Are there any supporting characters we need to know about?

Angelo is Mai’s co-star. He is an artist, too, but he is the opposite in temperament from Mai. He is flamboyant, arrogant, usually reacting emotionally to a situation rather than calmly thinking it through. He constructs large, costly “installations” and, in this story, is about to wrap the old Monterey Custom House in golden cloth. His emotional ups and downs contrast to Mai’s cool, level headed approach to life. They are two sides of the same coin.

Can you open to page 25 and tell us what’s happening?

This is the opening scene in San Francisco’s Chinatown. Mai, disguised as a teenage Goth, has followed a looter who has stashed a stolen artifact in a laundry bag. Mai pretends she has a blouse to pick up from the laundry and while the owner searches the back room for her blouse, she picks a lock to open a drawer which might hold the artifact.

What about page 65?

This is the first page of a chapter in which Hunter, Mai’s rival in trying to steal the looted bronze bowl, sits on his Harley in front of a flower shop in Carmel feeling he has been duped and decides he has to act fast in order to beat Mai to the bowl. The action happens on page 66.
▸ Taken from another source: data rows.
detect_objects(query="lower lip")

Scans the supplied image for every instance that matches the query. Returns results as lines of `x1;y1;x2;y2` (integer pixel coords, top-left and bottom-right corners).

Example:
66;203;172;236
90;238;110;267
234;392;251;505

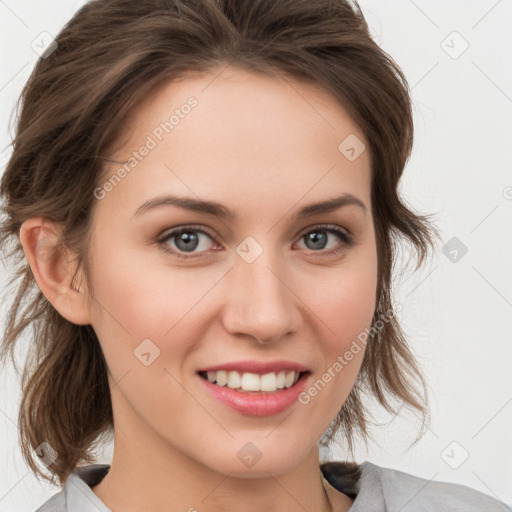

Now that Artists & Thieves has been published, what’s your next project?

I’m working on a second Mai Ling adventure involving the Diamond Sutra and another novel about Francisco Goya involving a new character, P.I. Sammy Chan. I’m struggling with plot in both but have a good handle on Mai’s and Sammy’s characters.

Here’s a fun question: You divide your time between California and Colorado.  Can you tell us more about that and which do you prefer?

California is urban. Very busy, very crowded. But its has live professional theaters, major art museums, a large writing community, and the Pacific Ocean. All that creates an atmosphere in which things happen and people create. San Diego has a busy harbor and the ocean provides a far horizon and the sense of risk and adventure.

Colorado, in the high mountains where we stay, is rural. Rolling grass lands, hay farming, cattle and horse ranches border the Sangre de Cristo mountains with 14,000 feet peaks. We are in the pines. Deer walk casually through our land. We don’t see any neighboring houses and, at night, we don’t see lights except for two in the distance across the valley. It reminds me of the late 1800’s and the western frontier.

I get city life in California, and nature in Colorado. It’s a perfect combination.

How did you get started in Chinese brush painting and do you enjoy it?

I started learning Chinese brush painting because I was working on Artists & Thieves and I had created Mai as a Chinese artist. I figured if I was going to write scenes for Mai I jolly well better learn some specifics of Chinese brush painting. It is quite challenging and comes with brush techniques which must be mastered with a lot of patience and practice. I have a fantastic teacher who is that rare person who actually is a superb artist and a good teacher. I love it.  I’ll stick with it. One of my friends in class said, “Since you are learning Chinese brush painting because you wrote a novel about a Chinese brush painter, are you going to learn oil painting to write about Francisco Goya?”  No. I don’t think so. One medium is enough for me.

Thanks for this wonderful interview, Linda. Do you have anything else you’d like to tell us?

With the exception of learning to paint like Francisco Goya, I think it is never too late to learn and never too late to try to do something you are passionate about.